Spokane, local nonprofits reach goal to house more than 100 homeless teens, young adults

More than 100 young people previously without a home in Spokane have found housing this summer with the help of nonprofit groups and City Hall, the city announced Monday.

Spokane bested its benchmark of finding housing for 100 young homeless residents in 100 days, unfurling a banner outside City Hall indicating 102 people had been served as of Friday, the end of the campaign. But city officials and representatives of assisting agencies like SNAP, Catholic Charities and the Excelsior Youth Center said the work would continue though the calendar has turned.

“Our goal was to reach 100 youth, but we didn’t look at it from the perspective of just reaching a number over the last few months,” said Mayor David Condon. “We looked at it as a stepping stone to a higher goal.”

Additional services, such as job training and family counseling, will be provided to those who received housing during the campaign, said Tija Danzig, the city’s manager of programs for the homeless.

Volunteers prepared baskets full of housewarming essentials, including toilet paper, silverware, cleaning supplies and toiletries during the event Monday, which will be given to those moving in to new housing arranged through a partnership between the city and social service agencies.

“This is not just about housing,” Danzig said. “We’re providing wraparound services. We wanted to ensure these youth had all the services they needed.”

Workers estimated enough baskets were assembled Monday for each of the campaign’s recipients to receive a share. More baskets had been donated at Spokane Housing Authority, another agency assisting with the project, Danzig said.

The effort was organized at the state level by A Way Home Washington, a group dedicated to ending youth homelessness, with financial assistance from the Schultz Family Foundation, founded by Starbucks CEO Howard Schultz, and the Raikes Foundation, another Western Washington nonprofit.

Pierce and King counties reported successful housing for an additional 330 people through July 20, the most recent date for which data was available.

A Way Home Washington reports that roughly 13,000 unaccompanied minors use homeless shelters and services statewide each year, and a recent report by the Institute for Children, Poverty and Homelessness ranks Washington’s homeless student population as the eighth-highest in the country. A point-in-time count of those using Spokane’s shelter services in January counted 71 unaccompanied people under the age of 24. Seventeen of those people were under age 18.

Condon said the city would learn from its work during the campaign to continue to provide services to a population that is sometimes difficult for social workers to reach. That includes collecting information about those seeking services into a database that can match those who are homeless with the help they need, Condon said.

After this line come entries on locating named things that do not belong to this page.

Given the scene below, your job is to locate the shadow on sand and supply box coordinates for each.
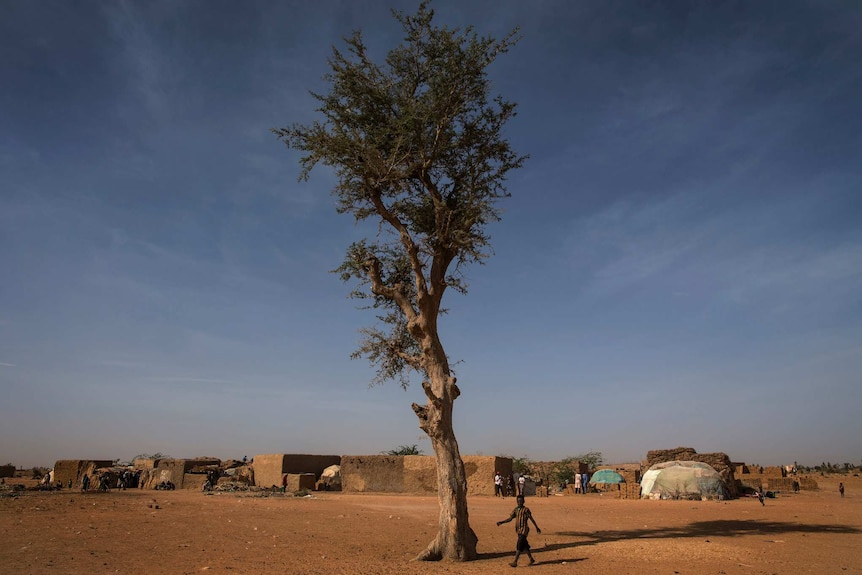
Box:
[478,520,862,565]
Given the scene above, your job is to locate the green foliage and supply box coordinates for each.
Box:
[551,457,578,483]
[273,2,526,387]
[497,454,533,475]
[570,451,605,470]
[129,451,171,462]
[384,444,422,455]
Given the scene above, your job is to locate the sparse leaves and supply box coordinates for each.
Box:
[273,3,525,385]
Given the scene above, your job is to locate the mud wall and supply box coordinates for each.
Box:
[54,459,114,487]
[252,453,341,487]
[341,455,512,495]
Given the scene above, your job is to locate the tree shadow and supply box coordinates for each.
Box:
[477,519,862,565]
[543,519,862,551]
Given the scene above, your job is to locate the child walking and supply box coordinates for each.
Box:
[497,495,542,567]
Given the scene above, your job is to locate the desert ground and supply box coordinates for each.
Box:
[0,475,862,575]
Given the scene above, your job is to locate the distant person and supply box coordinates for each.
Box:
[497,495,542,567]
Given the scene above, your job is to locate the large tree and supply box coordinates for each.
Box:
[274,2,525,561]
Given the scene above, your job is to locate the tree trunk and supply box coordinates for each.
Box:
[413,377,479,561]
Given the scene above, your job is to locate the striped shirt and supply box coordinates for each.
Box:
[508,505,532,535]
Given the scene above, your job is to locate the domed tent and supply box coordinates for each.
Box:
[590,469,626,485]
[641,461,728,499]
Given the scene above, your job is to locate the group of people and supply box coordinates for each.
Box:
[494,471,526,497]
[575,472,590,493]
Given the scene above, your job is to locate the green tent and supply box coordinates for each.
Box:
[590,469,626,485]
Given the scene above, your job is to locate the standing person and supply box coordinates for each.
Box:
[497,495,542,567]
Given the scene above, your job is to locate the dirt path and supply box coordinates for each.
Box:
[0,478,862,575]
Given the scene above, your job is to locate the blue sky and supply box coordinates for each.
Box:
[0,0,862,466]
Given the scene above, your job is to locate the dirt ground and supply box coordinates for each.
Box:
[0,476,862,575]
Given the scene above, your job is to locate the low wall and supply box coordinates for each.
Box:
[141,458,221,489]
[341,455,512,495]
[54,459,114,487]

“We know the units that are open, and those that are seeking help,” the mayor said. The goal, he said, is to end the need among the homeless to go from “one place, to the next to the next, trying to figure out where the resources are,” Condon said.

Danzig said the city would take the lessons from the 100 Day challenge and make their request to developers to build a transitional service center specifically geared to teenagers and young adults.

“We need a shelter for 18-to-24-year-olds,” Danzig said. “This will help inform what that pitch will look like.”

The city could make its case for such a location as early as December, Danzig said.

As part of the initiative, the city also received a $50,000 grant to compensate landlords accepting previously homeless tenants to cover potential damage or lost rent while residents look for jobs and adapt to permanent housing. Matt Davis, with the city’s Community, Housing and Human Services Department, said that money should eliminate some of the hesitancy from property owners.

“There are a lot of resources. We just need to the landlords to take a chance on our youth,” Davis said.